Der zurückzulegende Umweg sei noch machbar, findet Figge und werde notgedrungen auch in Kauf genommen, „aber bewusster und sparsamer, also seltener, als wenn der Weg frei wäre“.

Thomas Figge hofft, dass der angesetzte Zeitrahmen für die Baumaßnahme ausreichend bemessen ist und die Bürger danach wieder ihre Termine auf der anderen Weserseite wahrnehmen können. „Natürlich dürfen wir nicht vergessen, dass die Brücke keine Einbahnstraße ist.
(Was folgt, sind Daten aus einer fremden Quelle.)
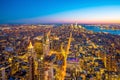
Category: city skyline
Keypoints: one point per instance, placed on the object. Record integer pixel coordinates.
(63, 11)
So wird es gewiss auch zahlreiche Menschen geben, die gerne wieder problemlos zu uns auf die Südweserseite kommen möchten.“

Foto: dana
  • Foto: dana

Auch Klaus Brzesowksy (SPD), Ortsbürgermeister von Hemeringen, bestätigt, dass die Sperrung Thema ist. „Die Stimmung entwickelt und verändert sich, aber die Maßnahme scheint innerhalb der Bevölkerung zunehmend besser toleriert zu werden – in der Hoffnung, die anvisierte Bauzeit erträglich zu überstehen“, erklärt er und ergänzt: „Wer durch Arbeitsplatz oder Ferienbetreuung für Kinder auf die Brücke angewiesen ist, ist natürlich in besonderem Maße betroffen. Die längeren Wartezeiten an der Fähre, der Umweg über Rinteln oder Hameln – das sind zeitaufwendige Aktivitäten. Der ansässige Lebensmitteleinzelhandel, so meine Einschätzung angesichts der in Hemeringen parkenden Fahrzeuge, partizipiert hiervon. Insgesamt sind wohl alle Südweser-Bewohner froh, wenn die Brücke ihre Funktion wieder aufnimmt“, so Brzesowsky.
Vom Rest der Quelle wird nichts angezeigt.